See also the Paramount cartoon “Dizzy Dishes” (1954) starring Little Audrey. Audrey is reading a comic-book titled “Space Ace” while her automatic dishwasher is running, and has a daydream about invading Martians in flying teacups firing heat-rays at Earth targets, She destroys them with a variety of inventions, including a giant seltzer-bottle, a giant pepper-shaker (makes them sneeze and crash), giant flipping forks (smashes the teacups) and finally, she pilots a giant percolator and douses them all with hot coffee. Definitely one of the better Audrey cartoons, with good timing, creative gags and no heavy-handed moralizing (for a change). The Martians are cool-looking, kind of like bipedal ants with weird bolt-like horns on their heads.
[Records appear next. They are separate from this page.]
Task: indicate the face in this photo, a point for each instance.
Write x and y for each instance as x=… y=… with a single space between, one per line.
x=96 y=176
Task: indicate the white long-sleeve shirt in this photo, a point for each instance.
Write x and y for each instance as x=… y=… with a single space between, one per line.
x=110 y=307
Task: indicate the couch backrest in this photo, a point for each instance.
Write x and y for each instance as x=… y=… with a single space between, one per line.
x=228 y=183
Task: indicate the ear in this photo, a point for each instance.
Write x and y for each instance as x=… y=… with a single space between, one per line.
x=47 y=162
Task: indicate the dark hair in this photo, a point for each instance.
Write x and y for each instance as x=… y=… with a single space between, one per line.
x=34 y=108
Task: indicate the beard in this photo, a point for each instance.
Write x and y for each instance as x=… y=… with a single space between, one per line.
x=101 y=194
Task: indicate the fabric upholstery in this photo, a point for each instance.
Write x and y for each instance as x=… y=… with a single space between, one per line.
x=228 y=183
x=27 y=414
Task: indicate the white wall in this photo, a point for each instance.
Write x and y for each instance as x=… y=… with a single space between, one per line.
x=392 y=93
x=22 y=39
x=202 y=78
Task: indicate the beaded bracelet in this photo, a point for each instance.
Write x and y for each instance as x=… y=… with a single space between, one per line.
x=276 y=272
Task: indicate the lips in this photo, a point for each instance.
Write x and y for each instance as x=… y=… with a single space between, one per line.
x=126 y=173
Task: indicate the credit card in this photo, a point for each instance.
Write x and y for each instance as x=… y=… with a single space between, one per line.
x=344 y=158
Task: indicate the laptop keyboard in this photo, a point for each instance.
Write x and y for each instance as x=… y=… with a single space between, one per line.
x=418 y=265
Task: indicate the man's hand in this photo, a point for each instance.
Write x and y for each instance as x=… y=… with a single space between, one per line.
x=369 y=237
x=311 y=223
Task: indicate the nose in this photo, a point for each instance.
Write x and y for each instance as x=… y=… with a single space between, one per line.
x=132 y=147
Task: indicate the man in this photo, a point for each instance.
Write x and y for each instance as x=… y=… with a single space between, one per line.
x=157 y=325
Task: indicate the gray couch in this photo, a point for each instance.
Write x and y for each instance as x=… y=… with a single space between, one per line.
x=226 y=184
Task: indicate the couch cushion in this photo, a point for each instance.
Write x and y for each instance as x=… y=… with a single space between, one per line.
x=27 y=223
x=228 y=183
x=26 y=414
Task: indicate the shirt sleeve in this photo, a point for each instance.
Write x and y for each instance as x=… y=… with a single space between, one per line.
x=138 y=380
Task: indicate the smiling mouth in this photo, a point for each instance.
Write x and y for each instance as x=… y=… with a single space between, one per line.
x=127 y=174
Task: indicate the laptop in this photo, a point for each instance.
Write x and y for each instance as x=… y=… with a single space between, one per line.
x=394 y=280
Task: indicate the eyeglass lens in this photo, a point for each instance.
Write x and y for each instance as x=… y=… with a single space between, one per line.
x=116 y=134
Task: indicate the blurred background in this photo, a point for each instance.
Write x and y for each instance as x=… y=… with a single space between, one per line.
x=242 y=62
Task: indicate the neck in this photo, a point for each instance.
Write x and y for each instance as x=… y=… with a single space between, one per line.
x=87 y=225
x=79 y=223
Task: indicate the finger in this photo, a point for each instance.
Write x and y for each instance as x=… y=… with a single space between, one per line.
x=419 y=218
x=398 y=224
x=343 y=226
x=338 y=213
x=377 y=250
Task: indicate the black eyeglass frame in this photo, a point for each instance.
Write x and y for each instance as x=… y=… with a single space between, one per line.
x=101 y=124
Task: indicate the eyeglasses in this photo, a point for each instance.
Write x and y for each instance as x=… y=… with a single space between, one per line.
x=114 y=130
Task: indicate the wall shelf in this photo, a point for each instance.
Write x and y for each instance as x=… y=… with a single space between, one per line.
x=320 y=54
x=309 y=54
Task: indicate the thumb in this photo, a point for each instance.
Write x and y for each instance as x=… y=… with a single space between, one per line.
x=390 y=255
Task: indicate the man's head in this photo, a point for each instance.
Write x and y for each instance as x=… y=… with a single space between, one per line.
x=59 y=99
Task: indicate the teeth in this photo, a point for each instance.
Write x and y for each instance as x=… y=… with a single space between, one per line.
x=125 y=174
If not a full-blown invasion, probably the earliest cartoon in which aliens attack (or, in all fairness, counterattack) the earth is the Willard Bowsky-directed Fliescher Screen Song “Reaching for the Moon” (1933). For the picture’s finale, an astronomer (Prof. I. Sphy) attempts to contact the moon’s inhabitants to confirm whether or not their home is made of cheese. He uses a cat as a rocket to deliver a written message, but the improvised missile violently impacts the moon, Georges Méliès style. The moon men retaliate by bombarding the earth with massive moon rocks and, like Ko-Ko the Clown before them, wreak havoc on a live-action New York (including knocking the globe off the top of the Paramount Building).
https://www.dailymotion.com/video/x5k684e
Thanks for posting the link to this wonderful cartoon! I love the Irving Berlin torch song, the bipedal lunar elephant, and the fish that takes Lady Liberty’s place. I’ve long dismissed the Screen Songs on the basis of the Famous Studios output, but if the pre-code Screen Songs are as good as this one, I have a lot of catching up to do!